The officer spoke with the elderly man, who was confused about his address and contact phone numbers. Suspecting he suffered from dementia, the officer checked the man’s pockets for additional identification. Finding none, a police sergeant called local elderly care facilities close to the caller’s address. The sergeant ultimately found the facility in which he lived. He was returned there and released to the employees. The officer was told the man lived in the unsecured section but had never wandered off before. Staff said they would call his family and see if he should be moved to the facility’s secure memory care section. Meanwhile, the man’s identification was entered into the police department’s database should it be needed again.

Oct. 29

An officer interviewed a woman who said she was a victim of Facebook fraud. She reported seeing an advertisement in Facebook’s Marketplace section for a Husky puppy in Idaho. The ad had an address listed as Warm Springs Avenue in Boise. The woman said she spoke over the phone with a female who told her the dog would be flown to Seattle via Fast Courier Airlines. She agreed to pay $220 plus a $9.99 processing fee for Western Union.
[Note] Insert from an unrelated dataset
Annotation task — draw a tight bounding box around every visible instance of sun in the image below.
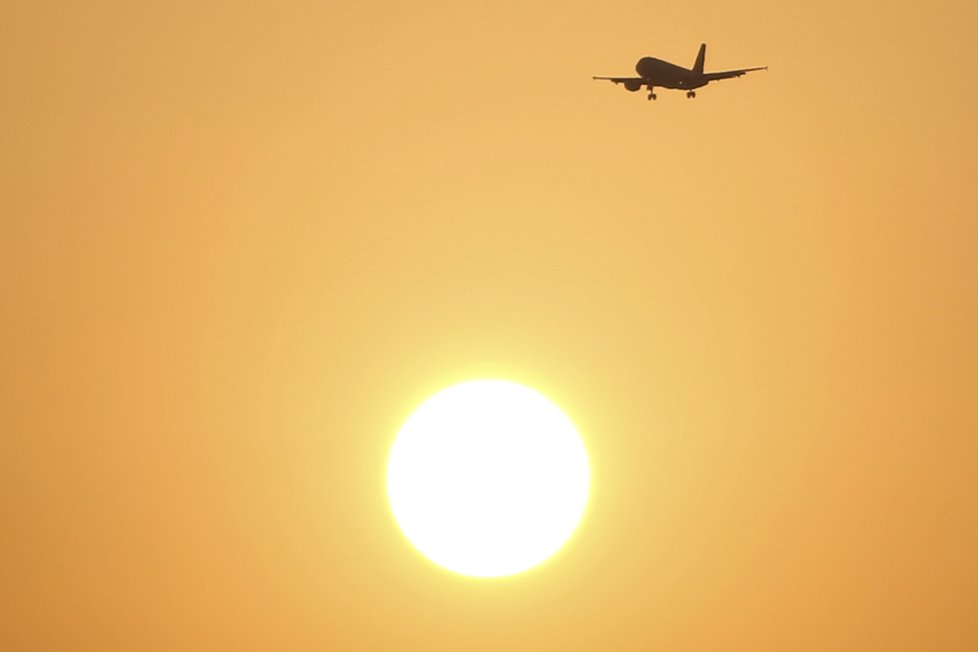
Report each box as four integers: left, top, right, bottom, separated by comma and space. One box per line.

At the time, she didn’t think it was a scam until receiving another call to send an additional $100 for an upgraded crate. That’s when her husband saw red flags and labeled it a scam. The officer opened Google Maps to pinpoint the address in Boise — and up popped a storage unit facility. Shown the location image, the woman said she didn’t want a similar situation to happen to anyone else. The officer gave her some helpful tips: be sure to let everyone on Facebook know the business is a scam. These incidents, he said, often have phone numbers that are ghosted and include locations that are either storage units or vacant homes and lots.

If the deal sounds too good to be true, the officer said, it’s most likely a scam.